That is, with the information processing apparatus 10 according to one aspect of the present disclosure, for example, it is possible to apply, to the transformation model M1 that transforms the real image T0 into the transformed image having the virtual image style, a constraint so that the depth image does not change before and after the transformation. Therefore, it is possible to prevent the bronchus structure and the like included in the image from changing before and after transformation and to obtain a highly accurate transformed image. As a result, since the highly accurate transformed image can be input to the machine learning model used in the endoscope navigation, such as the depth image generation model M2 and the viewpoint difference estimation model M3, which are trained by using the transformed image, it is possible to contribute to the effect of accurately estimating the viewpoint difference ΔL between the viewpoint P11 of the real image T0 of the endoscope and the virtual viewpoint P10 that is virtually set.
In addition, in each embodiment, for example, as hardware structures of processing units that execute various types of processing, such as the acquisition unit 11, the transformation unit 12, the generation unit 13, the estimation unit 14, the training unit 15, and the controller 16, various processors shown below can be used. As described above, in addition to the CPU that is a general-purpose processor that executes software (program) to function as various processing units, the various processors include a programmable logic device (PLD) that is a processor of which a circuit configuration can be changed after manufacture, such as a field programmable gate array (FPGA), and a dedicated electric circuit that is a processor having a circuit configuration that is designed for exclusive use in order to execute specific processing, such as an application specific integrated circuit (ASIC).
One processing unit may be configured by using one of the various processors or may be configured by using a combination of two or more processors of the same type or different types (for example, a combination of a plurality of FPGAs or a combination of a CPU and an FPGA). In addition, a plurality of the processing units may be configured by one processor.

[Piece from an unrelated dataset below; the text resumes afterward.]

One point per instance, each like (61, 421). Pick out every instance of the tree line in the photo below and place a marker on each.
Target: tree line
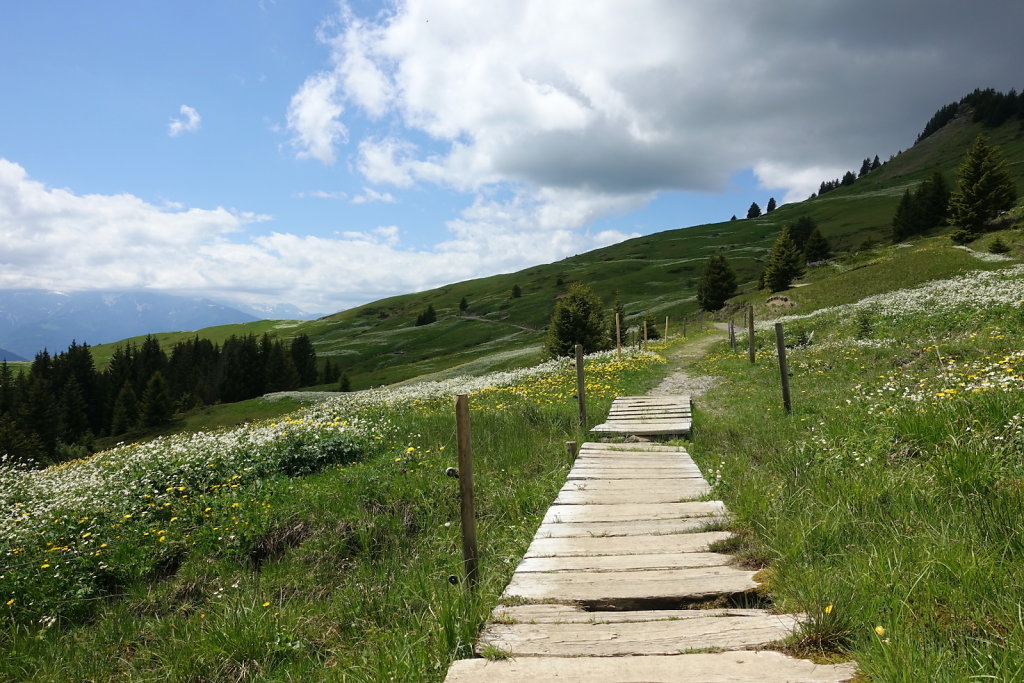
(52, 411)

A first example of the configuration in which the plurality of processing units are configured by using one processor is a form in which one processor is configured by using a combination of one or more CPUs and the software and this processor functions as the plurality of processing units, as represented by computers, such as a client and a server. Second, as represented by a system on chip (SoC) or the like, there is a form in which the processor is used in which the functions of the entire system which includes the plurality of processing units are realized by a single integrated circuit (IC) chip. In this way, as the hardware structure, the various processing units are configured by using one or more of the various processors described above.
Further, the hardware structure of these various processors is, more specifically, an electric circuit (circuitry) in which circuit elements such as semiconductor elements are combined.
In addition, in the embodiment described above, an aspect has been described in which the information processing program 27 of the information processing apparatus 10 is stored in the storage unit 22 in advance, but the present disclosure is not limited to this. The information processing program 27 may be provided in a form of being recorded in a recording medium, such as a compact disc read only memory (CD-ROM), a digital versatile disc read only memory (DVD-ROM), and a universal serial bus (USB) memory. In addition, a form may be adopted in which the information processing program 27 is downloaded from an external apparatus via the network. Further, the technique of the present disclosure extends to a storage medium that non-transitorily stores a program in addition to the program.
In the technique of the present disclosure, the embodiments and the examples described above can be combined as appropriate. The above-described contents and the above-shown contents are detailed description for parts according to the technique of the present disclosure, and are merely examples of the technique of the present disclosure. For example, the above description related to the configuration, the function, the action, and the effect is the description related to the examples of the configuration, the function, the action, and the effect of the parts according to the technique of the present disclosure. As a result, it is needless to say that unnecessary parts may be deleted, new elements may be added, or replacements may be made with respect to the above-described contents and the above-shown contents within a range that does not deviate from the gist of the technique of the present disclosure.
Regarding the embodiment described above, the following supplementary notes are further disclosed.
An information processing apparatus comprising: at least one processor, in which the processor acquires an input image including any one of a real image, which is captured by an endoscope inserted into a tubular structure of a subject and which represents an interior wall of the tubular structure, or a virtual image, which is generated based on a three-dimensional image of the subject and which represents, in a pseudo manner, the interior wall of the tubular structure as viewed from a virtual viewpoint predetermined in the three-dimensional image, uses a transformation model, which is trained to transform any one of the input real image or virtual image into an image style of the other of the input real image or virtual image, to transform the input image into a transformed image having an image style that is not included in the input image, acquires an input depth image, which represents a distance for each pixel from a viewpoint of the input image to the interior wall of the tubular structure, and a transformed depth image, which represents a distance for each pixel from a viewpoint of the transformed image to the interior wall of the tubular structure, and trains the transformation model by using a loss function including a degree of similarity between the input depth image and the transformed depth image.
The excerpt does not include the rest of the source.